In this age of media hype, the term "world's best" is often overused. But Katie Brown is an obvious contender for the title of "world's best female sport climber." After only a few years in the sport, she has reset the standards and set a new benchmark for her peers. This diminutive 18-year-old climber has sealed her place among the elite, a group which includes the world renowned Lynn Hill and Robyn Erbesfield.
Brown started climbing at age 12, when her family moved from Denver, Colorado to Lexington, Kentucky. Instructors at Climb Time, a climbing gym in Lexington, quickly realized her talent and encouraged her to compete. In August of 1995, after several small junior competitions, she won the Junior Nationals for her age group. The following October, Brown took another age group title at the World Junior Championships in Laval, France, and since then, has won several top-level competitions, both World Cup and the famous Arco Invitational.
But she didn't leave the Southeast without a parting gift.
On April 11, Brown made her best ascent to date, on-sighting Omaha Beach, a route in the Red River Gorge of Kentucky. It was on her third consecutive day of climbing after having already done a couple of 5.13 routes when Bill Ramsey, who did the first ascent of the route, suggested she try it without cluing her into its difficulty. With little hesitation, Brown hopped on to give it a go.
"I just thought, well, since I'm tired, I might as well just try it and see how I go," she said. "And so I just started climbing it and the higher I got, the less I wanted to fall, like the more I wanted to do it. So I just got more and more determination as I went."
When she reached the signature move of the route, she found out why it's called Omaha Beach, "because it's such a struggle to get off it. It's like a big shelf that you kind of have to climb over." After puzzling out the moves, she did a dyno to overcome the gap a divergence from her characteristic smooth, static style. When she reached the top, she achieved something that no other woman has done, an on-sight ascent of a 5.13d. The rating of the route has since been confirmed by fellow Red River Gorge wunderkind David Hume, who recently did a very quick redpoint of Just Do It, 5.14c, in Oregon. Only two men, Swiss Elie Chevieux and Australian Garth Miller have on-sighted harder, both having sent 14a routes.
This year has been one of competitive ups and downs for Brown. At the Leipzig World Cup, she climbed off route and finished a disappointing seventh. She rebounded at the next World Cup in Besancon, where she topped an all-star field that included Muriel Sarkany and Elena Choumilova. At the X Games in July, her three-year winning streak was snapped by a switch in format from lead-route difficulty to bouldering. She was foiled by the long reaches and lack of intermediate features that are usually available on natural rock; she is not enthused about trying any more indoor bouldering comps.

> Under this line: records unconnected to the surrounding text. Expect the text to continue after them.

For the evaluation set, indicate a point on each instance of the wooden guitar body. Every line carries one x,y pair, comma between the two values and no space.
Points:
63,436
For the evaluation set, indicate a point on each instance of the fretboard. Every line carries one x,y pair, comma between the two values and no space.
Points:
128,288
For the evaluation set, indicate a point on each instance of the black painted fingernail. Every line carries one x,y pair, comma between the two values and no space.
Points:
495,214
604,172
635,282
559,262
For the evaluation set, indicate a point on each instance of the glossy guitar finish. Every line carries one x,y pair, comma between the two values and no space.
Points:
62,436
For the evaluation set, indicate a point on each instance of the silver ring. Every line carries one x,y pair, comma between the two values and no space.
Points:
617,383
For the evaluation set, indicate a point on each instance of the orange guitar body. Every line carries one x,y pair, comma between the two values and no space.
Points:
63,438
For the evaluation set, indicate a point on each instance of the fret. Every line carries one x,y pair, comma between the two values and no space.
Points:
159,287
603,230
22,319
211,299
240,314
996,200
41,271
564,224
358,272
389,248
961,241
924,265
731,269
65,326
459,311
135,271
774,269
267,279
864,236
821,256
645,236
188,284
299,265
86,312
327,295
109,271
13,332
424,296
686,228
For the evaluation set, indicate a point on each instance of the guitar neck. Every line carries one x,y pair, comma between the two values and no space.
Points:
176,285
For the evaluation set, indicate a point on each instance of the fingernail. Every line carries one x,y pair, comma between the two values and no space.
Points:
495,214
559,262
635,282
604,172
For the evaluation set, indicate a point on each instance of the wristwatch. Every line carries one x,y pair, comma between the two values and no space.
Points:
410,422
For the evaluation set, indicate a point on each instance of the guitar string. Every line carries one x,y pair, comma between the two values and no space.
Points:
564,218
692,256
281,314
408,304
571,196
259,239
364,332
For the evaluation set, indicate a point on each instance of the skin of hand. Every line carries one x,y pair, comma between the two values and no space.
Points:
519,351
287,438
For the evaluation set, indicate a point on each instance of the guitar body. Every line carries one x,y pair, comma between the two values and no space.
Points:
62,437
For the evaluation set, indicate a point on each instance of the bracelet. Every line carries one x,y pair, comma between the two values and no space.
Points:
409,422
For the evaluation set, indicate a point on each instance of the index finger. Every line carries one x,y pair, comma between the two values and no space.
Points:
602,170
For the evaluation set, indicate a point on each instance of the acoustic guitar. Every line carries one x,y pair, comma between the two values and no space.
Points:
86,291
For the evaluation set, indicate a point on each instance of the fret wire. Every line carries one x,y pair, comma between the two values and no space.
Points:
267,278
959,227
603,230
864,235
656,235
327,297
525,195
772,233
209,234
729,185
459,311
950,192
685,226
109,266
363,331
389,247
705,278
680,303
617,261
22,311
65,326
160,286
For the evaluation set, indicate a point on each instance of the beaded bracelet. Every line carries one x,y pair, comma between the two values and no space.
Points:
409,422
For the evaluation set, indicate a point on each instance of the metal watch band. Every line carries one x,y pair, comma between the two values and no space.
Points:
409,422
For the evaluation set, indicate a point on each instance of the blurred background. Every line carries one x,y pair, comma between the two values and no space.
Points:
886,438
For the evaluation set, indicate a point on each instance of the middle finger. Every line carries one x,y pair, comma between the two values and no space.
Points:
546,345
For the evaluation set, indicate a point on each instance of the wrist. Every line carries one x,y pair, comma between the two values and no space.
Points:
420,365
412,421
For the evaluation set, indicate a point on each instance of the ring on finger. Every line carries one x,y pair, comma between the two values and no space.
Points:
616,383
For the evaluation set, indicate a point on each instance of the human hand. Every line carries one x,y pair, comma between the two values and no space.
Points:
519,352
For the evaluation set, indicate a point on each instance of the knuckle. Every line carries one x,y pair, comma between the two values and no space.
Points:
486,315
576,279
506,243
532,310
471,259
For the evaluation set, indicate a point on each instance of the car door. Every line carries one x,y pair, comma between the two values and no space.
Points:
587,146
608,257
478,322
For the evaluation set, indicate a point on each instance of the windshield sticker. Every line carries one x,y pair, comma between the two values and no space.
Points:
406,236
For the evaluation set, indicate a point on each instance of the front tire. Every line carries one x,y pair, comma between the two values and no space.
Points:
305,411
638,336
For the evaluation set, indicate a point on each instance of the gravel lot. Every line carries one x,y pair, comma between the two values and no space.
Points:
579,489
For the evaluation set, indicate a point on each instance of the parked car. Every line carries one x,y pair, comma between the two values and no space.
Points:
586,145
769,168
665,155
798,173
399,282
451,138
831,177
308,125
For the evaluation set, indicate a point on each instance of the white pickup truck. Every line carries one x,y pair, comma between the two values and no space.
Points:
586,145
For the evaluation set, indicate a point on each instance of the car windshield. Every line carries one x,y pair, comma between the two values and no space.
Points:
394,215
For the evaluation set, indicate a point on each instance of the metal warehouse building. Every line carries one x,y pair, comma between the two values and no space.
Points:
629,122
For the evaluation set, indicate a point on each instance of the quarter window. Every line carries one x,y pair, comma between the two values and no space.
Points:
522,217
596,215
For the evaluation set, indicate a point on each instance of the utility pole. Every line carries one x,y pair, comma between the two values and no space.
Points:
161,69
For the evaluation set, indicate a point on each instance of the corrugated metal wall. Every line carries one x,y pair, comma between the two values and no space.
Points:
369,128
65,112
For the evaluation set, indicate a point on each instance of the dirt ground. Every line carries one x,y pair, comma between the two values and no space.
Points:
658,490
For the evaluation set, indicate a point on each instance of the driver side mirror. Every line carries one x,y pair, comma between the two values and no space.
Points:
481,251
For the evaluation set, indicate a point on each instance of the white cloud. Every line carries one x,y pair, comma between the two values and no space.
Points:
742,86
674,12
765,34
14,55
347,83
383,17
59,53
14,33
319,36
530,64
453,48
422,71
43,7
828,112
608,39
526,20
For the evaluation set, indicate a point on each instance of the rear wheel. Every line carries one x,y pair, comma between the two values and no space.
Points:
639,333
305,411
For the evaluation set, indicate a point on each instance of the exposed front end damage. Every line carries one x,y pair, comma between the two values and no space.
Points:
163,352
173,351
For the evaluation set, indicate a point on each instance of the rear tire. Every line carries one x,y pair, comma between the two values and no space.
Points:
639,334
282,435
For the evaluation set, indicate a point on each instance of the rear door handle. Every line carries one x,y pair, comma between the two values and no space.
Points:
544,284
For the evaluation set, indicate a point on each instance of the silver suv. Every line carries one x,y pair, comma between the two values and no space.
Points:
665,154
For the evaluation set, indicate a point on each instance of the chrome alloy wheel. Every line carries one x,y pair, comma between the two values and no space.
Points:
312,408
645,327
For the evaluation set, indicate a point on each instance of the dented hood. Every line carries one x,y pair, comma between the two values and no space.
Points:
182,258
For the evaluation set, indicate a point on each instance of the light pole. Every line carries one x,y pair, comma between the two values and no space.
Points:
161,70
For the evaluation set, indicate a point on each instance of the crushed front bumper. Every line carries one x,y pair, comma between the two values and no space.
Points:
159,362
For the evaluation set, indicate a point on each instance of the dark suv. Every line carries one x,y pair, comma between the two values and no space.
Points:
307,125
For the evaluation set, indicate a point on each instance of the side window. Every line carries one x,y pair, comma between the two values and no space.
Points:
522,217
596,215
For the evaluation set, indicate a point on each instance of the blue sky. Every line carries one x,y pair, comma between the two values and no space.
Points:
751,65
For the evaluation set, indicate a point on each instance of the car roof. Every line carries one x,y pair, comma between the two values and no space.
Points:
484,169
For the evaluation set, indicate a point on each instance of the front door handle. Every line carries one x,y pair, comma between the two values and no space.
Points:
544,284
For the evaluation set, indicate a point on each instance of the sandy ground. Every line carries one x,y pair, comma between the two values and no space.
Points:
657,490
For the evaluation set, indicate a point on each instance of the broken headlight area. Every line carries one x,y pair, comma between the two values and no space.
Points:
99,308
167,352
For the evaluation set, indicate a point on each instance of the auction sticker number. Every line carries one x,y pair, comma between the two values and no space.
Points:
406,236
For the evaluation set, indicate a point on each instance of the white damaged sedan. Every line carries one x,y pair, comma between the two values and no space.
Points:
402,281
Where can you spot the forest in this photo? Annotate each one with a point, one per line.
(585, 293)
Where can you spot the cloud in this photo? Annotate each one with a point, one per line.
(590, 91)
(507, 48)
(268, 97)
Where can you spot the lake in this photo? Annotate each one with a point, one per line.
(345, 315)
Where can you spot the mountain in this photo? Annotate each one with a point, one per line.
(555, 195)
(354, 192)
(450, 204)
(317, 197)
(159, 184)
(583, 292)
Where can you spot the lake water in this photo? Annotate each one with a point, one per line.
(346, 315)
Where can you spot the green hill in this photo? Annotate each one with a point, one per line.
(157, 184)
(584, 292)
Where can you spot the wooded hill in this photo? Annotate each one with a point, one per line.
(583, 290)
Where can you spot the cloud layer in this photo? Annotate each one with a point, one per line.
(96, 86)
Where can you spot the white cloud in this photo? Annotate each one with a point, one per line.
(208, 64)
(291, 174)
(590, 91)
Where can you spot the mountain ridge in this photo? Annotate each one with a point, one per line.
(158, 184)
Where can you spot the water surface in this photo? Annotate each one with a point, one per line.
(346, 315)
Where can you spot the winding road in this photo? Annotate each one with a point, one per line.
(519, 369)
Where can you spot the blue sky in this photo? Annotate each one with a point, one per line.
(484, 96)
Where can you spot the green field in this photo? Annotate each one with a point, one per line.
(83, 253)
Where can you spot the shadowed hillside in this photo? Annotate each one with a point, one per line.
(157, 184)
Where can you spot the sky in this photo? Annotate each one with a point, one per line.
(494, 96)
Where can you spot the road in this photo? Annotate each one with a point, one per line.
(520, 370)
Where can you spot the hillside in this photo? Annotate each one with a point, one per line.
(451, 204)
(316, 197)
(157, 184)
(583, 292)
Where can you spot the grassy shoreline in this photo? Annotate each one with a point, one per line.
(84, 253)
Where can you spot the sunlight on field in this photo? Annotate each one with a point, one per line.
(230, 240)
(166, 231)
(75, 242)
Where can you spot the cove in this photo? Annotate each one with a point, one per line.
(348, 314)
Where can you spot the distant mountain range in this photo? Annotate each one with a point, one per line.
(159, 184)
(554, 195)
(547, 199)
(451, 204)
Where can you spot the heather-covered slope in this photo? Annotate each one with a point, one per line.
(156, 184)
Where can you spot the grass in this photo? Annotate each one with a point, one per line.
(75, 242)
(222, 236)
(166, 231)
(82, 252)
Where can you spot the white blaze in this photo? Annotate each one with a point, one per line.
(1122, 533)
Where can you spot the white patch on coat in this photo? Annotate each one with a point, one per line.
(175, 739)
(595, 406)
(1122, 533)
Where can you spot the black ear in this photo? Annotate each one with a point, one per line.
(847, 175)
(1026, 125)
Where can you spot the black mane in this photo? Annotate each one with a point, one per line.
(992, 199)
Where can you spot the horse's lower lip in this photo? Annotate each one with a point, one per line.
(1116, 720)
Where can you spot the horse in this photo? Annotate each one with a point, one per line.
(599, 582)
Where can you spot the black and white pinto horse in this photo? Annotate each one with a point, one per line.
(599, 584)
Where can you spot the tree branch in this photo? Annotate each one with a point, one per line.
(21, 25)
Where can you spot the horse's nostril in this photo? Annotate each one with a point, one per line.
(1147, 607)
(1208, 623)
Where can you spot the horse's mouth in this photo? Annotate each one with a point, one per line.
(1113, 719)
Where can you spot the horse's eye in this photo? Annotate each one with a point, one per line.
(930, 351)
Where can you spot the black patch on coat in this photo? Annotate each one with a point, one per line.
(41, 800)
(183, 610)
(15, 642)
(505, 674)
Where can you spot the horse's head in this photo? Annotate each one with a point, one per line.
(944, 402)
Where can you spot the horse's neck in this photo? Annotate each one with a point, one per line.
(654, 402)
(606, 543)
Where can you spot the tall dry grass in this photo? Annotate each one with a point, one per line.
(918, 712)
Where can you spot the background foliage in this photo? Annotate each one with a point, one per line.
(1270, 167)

Brown plans to take fall quarter off from school in order to return to Europe and spend as much time there as possible. Aside from competing in the World Cups in Italy, Slovenia, and England, she hoped to climb at Ceuse in France and several limestone crags in Spain. She and 19-year-old Beth Rodden, another up-and-coming US climber, will also compete in a unique team competition in Italy, where the duo will attempt to climb as many difficult routes as possible within a set time.
While she is currently focused on sport climbing and indoor competitions, Brown plans to try more crack climbing and long free routes and has already spent some time working on placing natural protection. "Right now I'm really focused on sport climbing, I think, and I'd like to get into trad climbing and doing multi-pitch free routes and stuff. I don't have any desire to aid-climb. But I see that being quite a ways down the road right now."
Whatever she decides to focus on in rock climbing, one thing is certain about how Katie Brown will do. With her focus and natural talent, she will continue to push the limits of the sport, and not just in comparison to other women, but in the sport as a whole.